Journal of Women’s Health Physical Therapy | Special Issue 2022 – The Fourth Trimester: Optimizing Health
In a cohort study by Christopher and colleagues investigated differences in overground running kinetics, strength, and flexibility in healthy postpartum runners (n=9, 33.10 ± 5.60 years; ≤2 years postpartum) and age-matched nulliparous controls (n=9, 31.67 ± 4.55 years).
During the postpartum period, the body is recovering from changes in:
- Posture (increased lumbar lordosis and pelvic anterior tilt)
- Gait (widening of step width, decreased single support time, and increased hip and knee flexion)
- Overall physiological changes (increased cardiac response to exercise, decreased Vo2 max, etc)
- Musculoskeletal system (muscle weakness, joint laxity, abdominal and pelvic floor changes)
Despite the knowledge of physiologic and postural perinatal changes as well as persistent weakness and laxity postpartum, there is currently little understanding of the effects of these changes on running biomechanics or demands on the musculoskeletal system when initiating or returning to running after childbirth.

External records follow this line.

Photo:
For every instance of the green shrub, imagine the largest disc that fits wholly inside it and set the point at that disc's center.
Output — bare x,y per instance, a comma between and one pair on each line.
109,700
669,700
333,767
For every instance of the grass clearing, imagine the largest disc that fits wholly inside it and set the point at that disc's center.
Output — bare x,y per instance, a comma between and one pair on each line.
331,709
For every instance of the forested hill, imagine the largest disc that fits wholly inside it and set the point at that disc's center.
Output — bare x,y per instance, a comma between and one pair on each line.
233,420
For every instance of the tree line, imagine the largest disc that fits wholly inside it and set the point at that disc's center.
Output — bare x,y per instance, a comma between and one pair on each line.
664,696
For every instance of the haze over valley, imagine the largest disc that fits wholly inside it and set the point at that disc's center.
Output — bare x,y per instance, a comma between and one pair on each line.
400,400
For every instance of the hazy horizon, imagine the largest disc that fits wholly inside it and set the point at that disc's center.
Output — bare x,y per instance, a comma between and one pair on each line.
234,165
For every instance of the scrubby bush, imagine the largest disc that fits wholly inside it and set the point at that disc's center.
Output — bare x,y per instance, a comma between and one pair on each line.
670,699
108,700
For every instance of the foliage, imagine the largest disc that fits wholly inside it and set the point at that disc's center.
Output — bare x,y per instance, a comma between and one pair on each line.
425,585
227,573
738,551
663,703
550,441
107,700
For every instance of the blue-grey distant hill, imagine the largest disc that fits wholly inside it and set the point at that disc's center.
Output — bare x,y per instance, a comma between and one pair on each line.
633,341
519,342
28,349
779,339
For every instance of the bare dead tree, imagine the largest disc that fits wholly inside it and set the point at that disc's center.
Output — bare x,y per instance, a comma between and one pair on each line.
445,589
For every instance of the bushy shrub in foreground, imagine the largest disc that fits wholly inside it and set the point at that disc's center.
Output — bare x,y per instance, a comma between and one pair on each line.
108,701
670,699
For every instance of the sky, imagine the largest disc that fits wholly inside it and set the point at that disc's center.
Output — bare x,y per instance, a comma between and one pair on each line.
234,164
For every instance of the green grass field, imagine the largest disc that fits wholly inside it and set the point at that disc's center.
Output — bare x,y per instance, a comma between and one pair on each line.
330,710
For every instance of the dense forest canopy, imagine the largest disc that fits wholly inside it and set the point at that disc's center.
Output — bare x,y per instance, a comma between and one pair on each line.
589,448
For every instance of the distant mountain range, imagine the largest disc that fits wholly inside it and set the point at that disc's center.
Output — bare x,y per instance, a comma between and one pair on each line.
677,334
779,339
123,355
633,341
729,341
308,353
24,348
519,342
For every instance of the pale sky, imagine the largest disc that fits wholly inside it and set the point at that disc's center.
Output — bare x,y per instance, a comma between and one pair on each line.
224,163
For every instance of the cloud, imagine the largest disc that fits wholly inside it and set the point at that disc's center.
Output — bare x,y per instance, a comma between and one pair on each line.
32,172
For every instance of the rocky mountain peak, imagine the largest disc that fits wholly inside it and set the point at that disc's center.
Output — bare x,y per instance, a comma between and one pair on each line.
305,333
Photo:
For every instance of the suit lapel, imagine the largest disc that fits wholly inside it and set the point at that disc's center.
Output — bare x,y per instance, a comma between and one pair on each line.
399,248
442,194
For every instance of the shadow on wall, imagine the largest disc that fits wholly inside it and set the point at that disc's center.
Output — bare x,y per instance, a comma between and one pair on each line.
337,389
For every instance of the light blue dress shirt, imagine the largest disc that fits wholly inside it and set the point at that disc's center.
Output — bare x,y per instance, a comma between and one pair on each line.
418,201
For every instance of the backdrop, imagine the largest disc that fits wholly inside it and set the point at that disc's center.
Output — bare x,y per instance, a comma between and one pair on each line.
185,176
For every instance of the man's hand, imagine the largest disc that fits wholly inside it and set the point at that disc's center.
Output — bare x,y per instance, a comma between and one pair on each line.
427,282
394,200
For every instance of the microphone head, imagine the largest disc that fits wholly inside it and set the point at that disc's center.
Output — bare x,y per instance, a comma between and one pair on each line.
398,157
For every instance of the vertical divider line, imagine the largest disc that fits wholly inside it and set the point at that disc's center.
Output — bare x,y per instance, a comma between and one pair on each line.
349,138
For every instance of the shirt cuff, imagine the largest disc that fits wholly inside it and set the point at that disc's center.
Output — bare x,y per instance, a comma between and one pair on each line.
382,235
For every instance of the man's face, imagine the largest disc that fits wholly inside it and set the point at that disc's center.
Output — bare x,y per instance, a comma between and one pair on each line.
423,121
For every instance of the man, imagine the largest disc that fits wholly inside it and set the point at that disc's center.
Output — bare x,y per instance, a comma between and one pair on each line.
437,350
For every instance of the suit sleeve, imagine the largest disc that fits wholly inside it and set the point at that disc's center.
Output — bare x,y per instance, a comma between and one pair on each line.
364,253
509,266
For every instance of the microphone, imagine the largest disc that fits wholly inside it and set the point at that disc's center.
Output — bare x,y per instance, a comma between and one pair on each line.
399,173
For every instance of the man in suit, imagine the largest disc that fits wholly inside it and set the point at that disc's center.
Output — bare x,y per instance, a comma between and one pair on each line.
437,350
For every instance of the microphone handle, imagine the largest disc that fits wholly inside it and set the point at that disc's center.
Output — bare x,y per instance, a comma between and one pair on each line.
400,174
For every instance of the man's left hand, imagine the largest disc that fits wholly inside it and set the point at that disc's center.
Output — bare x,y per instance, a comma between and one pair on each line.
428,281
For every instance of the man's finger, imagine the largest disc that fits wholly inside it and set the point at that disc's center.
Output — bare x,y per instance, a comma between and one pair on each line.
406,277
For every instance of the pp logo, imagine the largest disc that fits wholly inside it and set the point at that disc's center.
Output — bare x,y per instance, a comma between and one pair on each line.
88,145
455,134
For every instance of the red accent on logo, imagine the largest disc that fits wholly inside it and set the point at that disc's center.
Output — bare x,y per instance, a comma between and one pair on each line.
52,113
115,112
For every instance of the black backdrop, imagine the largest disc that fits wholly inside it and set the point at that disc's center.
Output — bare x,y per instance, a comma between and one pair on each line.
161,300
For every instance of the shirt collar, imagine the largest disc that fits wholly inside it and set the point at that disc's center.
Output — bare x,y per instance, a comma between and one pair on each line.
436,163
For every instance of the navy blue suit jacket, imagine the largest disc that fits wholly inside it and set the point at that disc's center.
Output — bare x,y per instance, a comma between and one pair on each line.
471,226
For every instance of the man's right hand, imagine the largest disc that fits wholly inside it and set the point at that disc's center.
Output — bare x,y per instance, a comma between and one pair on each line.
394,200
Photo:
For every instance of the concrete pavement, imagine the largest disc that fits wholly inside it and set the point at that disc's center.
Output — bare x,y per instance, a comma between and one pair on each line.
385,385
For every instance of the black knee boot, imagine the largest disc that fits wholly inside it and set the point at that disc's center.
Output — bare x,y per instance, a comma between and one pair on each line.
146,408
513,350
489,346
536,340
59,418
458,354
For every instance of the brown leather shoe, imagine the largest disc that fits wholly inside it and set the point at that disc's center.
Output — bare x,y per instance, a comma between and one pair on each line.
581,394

Preliminary findings suggest that postpartum runners demonstrate altered running braking strategies and decreased hamstring flexibility and hip strength compared with nulliparous controls.
The authors conclude that postpartum runners should be screened for these biomechanical and musculoskeletal changes when initiating or returning to running. Watch the video abstract, which discusses the significance, innovation, and clinical applicability of this study.
Shefali M, Bauer L, Maylone R, Bullock G, Chinworth S, Snodgrass, S, Vallabhajosula S. Biomechanical and Musculoskeletal Differences Between Postpartum Runners and Nulliparous Controls. Journal of Women’s Health Physical Therapy. 2022; (46:1):11-17.